IP: Some thoughts by Dave Farber (me) on Living Riskier Electronically

[Dave Farber <farber () cis upenn edu>]

I have gotten several notes re the Times article and have noted Bob 
Morris's comment [ I knew Bob first when his Dad Bob Morris put him in my 
arms at Bell Labs djf]

There are two areas of attack on the Internet. The first and the one we 
primarily have seen are primarily attacks on the user and server software. 
They will always be subject to what one could call the ECM turnstile. We 
will get attacked and the software will be fixed and the attackers will 
search for new vulnerabilities and we will get hit and fix those and it 
will be a endless round and round. Proper  attention to correct security 
design in new products would help a lot. Better hardware systems to ensure 
the ability to build secure software will help. Bob's concerns address this 
point. What I worry about is that future and maybe current attackers will 
not be high school kids but very smart and with it professionals with a cause.

I am a lot more worried by attacks on that part of the Internet that lies 
in its arterial structure -- namely the  set of protocols and software that 
control the routers and traffic systems of the core internet. Much of the 
protocols were designed in those happy old days (well reasonably happy). I 
and others I have spoken to have little confidence that there are not a 
number of interesting attacks which can do a number on the internet 
communications system with result similar to the failure of the SS7 part of 
the POTS network (not the same causes).

We also may be constructing a commercial environment which is very 
vulnerable to  reliability failures due to limited peering relationships.

I for one would like to understand just how solid or vulnerable  we 
actually are so we can fix it and as we fix it we can tell senior policy 
makers and the congress what the true state of the net is.

Dave


"The Net's going to go fumbling along until there's a massive intrusion," 
said Dave Farber, an Internet pioneer and chief technologist for the 
Federal Communications Commission. "Then everything will hit the fan. 
Congress is going to go ballistic, and we're going to panic our way into 
doing something."

"The Internet was built in an age when we all knew each other, we all 
trusted each other, we were talking about where to have dinner and what 
silver futures to buy," said Mr. Farber, speaking of the scientists who 
built it. "Now we've moved it into an environment where the country counts 
on it. And it's very hard to retrofit security."
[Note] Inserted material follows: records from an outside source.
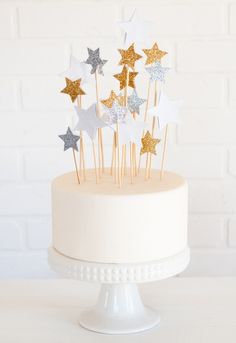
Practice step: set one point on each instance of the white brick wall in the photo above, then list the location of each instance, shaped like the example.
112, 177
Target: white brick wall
36, 39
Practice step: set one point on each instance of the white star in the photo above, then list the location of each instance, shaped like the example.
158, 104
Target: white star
88, 121
131, 131
136, 30
77, 70
115, 114
166, 111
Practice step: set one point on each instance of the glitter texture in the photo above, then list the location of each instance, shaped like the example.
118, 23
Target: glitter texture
149, 144
157, 72
73, 89
134, 102
122, 77
129, 57
113, 97
70, 140
96, 62
154, 54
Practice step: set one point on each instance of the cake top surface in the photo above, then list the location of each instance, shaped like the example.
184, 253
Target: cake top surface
107, 186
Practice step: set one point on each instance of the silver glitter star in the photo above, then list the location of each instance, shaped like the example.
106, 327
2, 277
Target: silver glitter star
115, 114
134, 102
96, 62
157, 72
88, 121
70, 140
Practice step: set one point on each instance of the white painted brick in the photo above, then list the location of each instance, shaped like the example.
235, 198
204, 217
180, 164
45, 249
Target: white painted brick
25, 265
39, 233
232, 233
232, 92
33, 57
208, 56
212, 262
6, 21
196, 91
44, 93
28, 199
8, 91
11, 167
83, 19
206, 231
181, 19
206, 197
205, 162
10, 235
232, 161
45, 164
34, 128
207, 127
213, 197
233, 19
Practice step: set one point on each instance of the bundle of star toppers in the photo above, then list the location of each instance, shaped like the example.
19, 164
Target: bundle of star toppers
134, 142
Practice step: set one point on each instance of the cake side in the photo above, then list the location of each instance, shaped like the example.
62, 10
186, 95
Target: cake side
122, 226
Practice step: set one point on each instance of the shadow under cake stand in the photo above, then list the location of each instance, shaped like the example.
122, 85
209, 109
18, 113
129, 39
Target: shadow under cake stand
119, 308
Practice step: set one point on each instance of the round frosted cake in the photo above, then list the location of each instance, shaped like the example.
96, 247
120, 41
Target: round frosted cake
140, 222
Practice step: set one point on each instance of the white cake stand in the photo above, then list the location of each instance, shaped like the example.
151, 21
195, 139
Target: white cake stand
119, 309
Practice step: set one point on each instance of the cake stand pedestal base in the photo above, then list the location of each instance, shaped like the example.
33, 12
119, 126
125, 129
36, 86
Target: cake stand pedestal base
119, 309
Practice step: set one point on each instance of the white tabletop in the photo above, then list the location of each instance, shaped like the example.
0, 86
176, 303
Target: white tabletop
192, 310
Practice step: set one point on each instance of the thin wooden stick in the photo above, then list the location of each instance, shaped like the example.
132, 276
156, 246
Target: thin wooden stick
76, 167
100, 147
82, 158
95, 162
164, 153
153, 129
118, 154
145, 119
112, 155
131, 163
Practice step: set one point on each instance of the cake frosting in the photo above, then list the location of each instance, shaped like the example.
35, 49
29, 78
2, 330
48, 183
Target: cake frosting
140, 222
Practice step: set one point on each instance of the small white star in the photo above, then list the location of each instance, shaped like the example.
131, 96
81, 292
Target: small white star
88, 121
157, 72
166, 111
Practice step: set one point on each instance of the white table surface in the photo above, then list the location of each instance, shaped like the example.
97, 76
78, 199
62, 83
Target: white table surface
46, 311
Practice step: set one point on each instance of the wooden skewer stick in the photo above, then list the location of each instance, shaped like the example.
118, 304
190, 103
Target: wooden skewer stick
95, 162
118, 154
153, 129
112, 155
76, 167
100, 145
145, 119
164, 153
82, 158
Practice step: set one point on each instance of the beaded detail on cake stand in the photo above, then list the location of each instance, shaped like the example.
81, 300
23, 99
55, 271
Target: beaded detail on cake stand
119, 308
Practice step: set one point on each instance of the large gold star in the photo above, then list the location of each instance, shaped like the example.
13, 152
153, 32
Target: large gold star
129, 57
73, 89
122, 77
154, 54
109, 101
149, 144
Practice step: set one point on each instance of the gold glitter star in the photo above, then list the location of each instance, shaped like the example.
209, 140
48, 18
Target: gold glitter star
109, 101
154, 54
73, 89
129, 56
122, 77
149, 144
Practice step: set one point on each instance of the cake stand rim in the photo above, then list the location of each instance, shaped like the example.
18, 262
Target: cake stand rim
118, 272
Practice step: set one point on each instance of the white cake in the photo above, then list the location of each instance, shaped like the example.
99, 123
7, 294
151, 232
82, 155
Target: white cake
140, 222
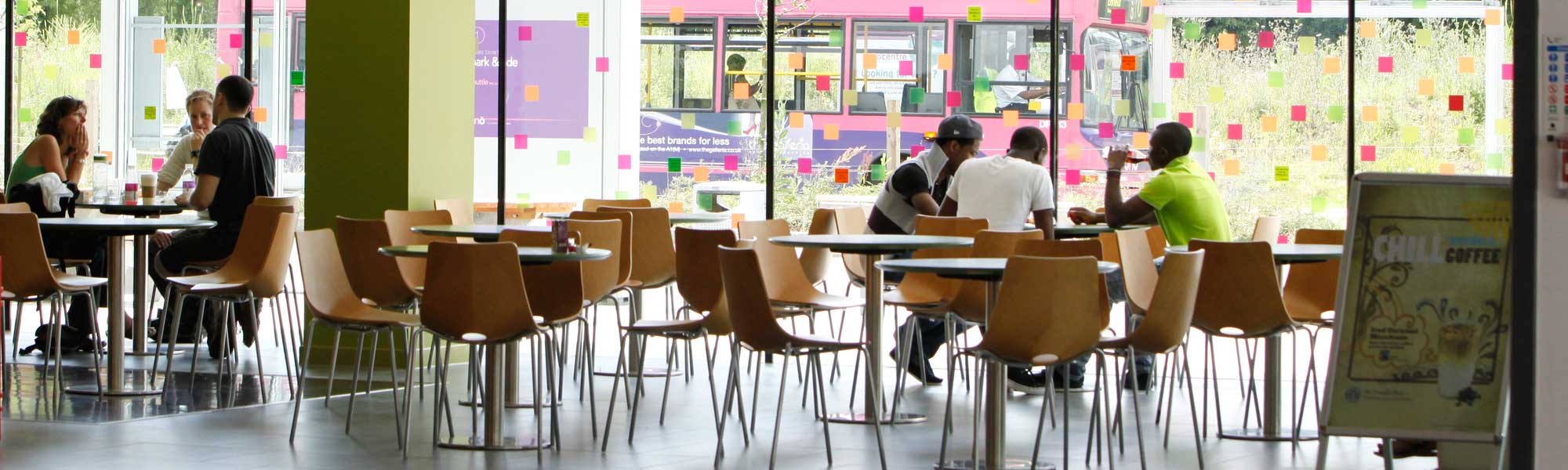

"The opportunity for things to go wrong is always increasing," said Robert 
Morris, an assistant professor of computer science at the Massachusetts 
Institute of Technology who is perhaps better known as the creator of the 
first Internet worm, which crippled the network in 1988. "More people are 
also going after things. But it's not clear who's going to win, the people 
who write software with bugs or the people trying to fix the bugs."